The first Chinese-built Goss Magnum Compact newspaper press has become the first to be offered on the secondhand market.
ImPressions Worldwide are selling the three-tower, all-colour single width press from Express Newspapers in Sri Lanka.
It is the first of the revolutionary Magnum Compact line to have been built by Goss Graphic Systems China in Shanghai. The first-ever Magnum Compact – installed at Condé Nast ‘sister’ company Advance Publications in Staten Island, New York – having been built in the US.
The flexible all-colour press design caused a sensation when it was launched, leveraging plate-changing automation from Goss’ heatset presses. Colombo-based Express Newspapers told GXpress at the time, that an advantage would be the ability to remove plates after a partial run, and then replace them to continue later.
The design enables plates to be loaded in advance of a plate change while the press was running, and two towers could be paired for non-stop production.
ImPressions Worldwide says the 45,000 cph press includes an N45 half-page folder, automatic zero-speed splicers and a shaftless press drive and control system.
The cut-off is 546mm, with a maximum web width of 889mm. Part of the design is that inker modules move away from cylinder modules for maintenance.
The new design caused considerable interest when details of its were first published by GXpress following mentions at a print conference.
Among visitors to Sri Lanka were members of the German VDMA engineering association, which held a three-day seminar in Colombo (pictured) after visiting Myanmar.

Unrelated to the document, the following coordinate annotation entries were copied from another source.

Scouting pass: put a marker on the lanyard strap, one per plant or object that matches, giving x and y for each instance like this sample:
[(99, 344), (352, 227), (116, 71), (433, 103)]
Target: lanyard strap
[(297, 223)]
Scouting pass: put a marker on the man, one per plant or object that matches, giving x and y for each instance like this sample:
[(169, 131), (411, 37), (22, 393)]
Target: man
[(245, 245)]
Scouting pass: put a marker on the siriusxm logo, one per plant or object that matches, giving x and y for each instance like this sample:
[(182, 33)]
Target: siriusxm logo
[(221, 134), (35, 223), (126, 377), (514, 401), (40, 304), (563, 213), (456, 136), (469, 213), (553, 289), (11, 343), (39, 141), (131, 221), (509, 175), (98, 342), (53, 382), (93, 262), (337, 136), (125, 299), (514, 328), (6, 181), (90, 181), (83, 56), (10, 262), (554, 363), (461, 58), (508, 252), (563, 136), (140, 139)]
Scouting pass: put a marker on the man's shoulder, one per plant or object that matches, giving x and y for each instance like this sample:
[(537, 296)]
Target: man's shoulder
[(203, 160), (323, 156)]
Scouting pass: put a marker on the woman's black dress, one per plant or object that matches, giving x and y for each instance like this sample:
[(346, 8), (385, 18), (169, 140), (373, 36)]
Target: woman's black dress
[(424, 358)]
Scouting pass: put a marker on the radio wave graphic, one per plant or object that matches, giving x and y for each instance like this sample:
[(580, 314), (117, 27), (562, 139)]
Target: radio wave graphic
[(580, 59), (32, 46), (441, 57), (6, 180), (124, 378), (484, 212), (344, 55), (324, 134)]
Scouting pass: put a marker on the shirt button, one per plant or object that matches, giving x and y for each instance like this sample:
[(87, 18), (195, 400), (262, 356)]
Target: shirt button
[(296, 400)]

Goss announced the sale of the first Magnum Compact – to Advance Publications in New York – in February 2014, following private showings of the much-anticipated design. The six-tower version was initially shoe-horned into an existing two-level pressroom with its towers in the former reelstand level and the folder on the floor above. It has since been moved to a different site.
Another is at Community Impact in Pflugerville, Texas.
GXpress has so far been unable to confirm the background to the Sri Lanka sale.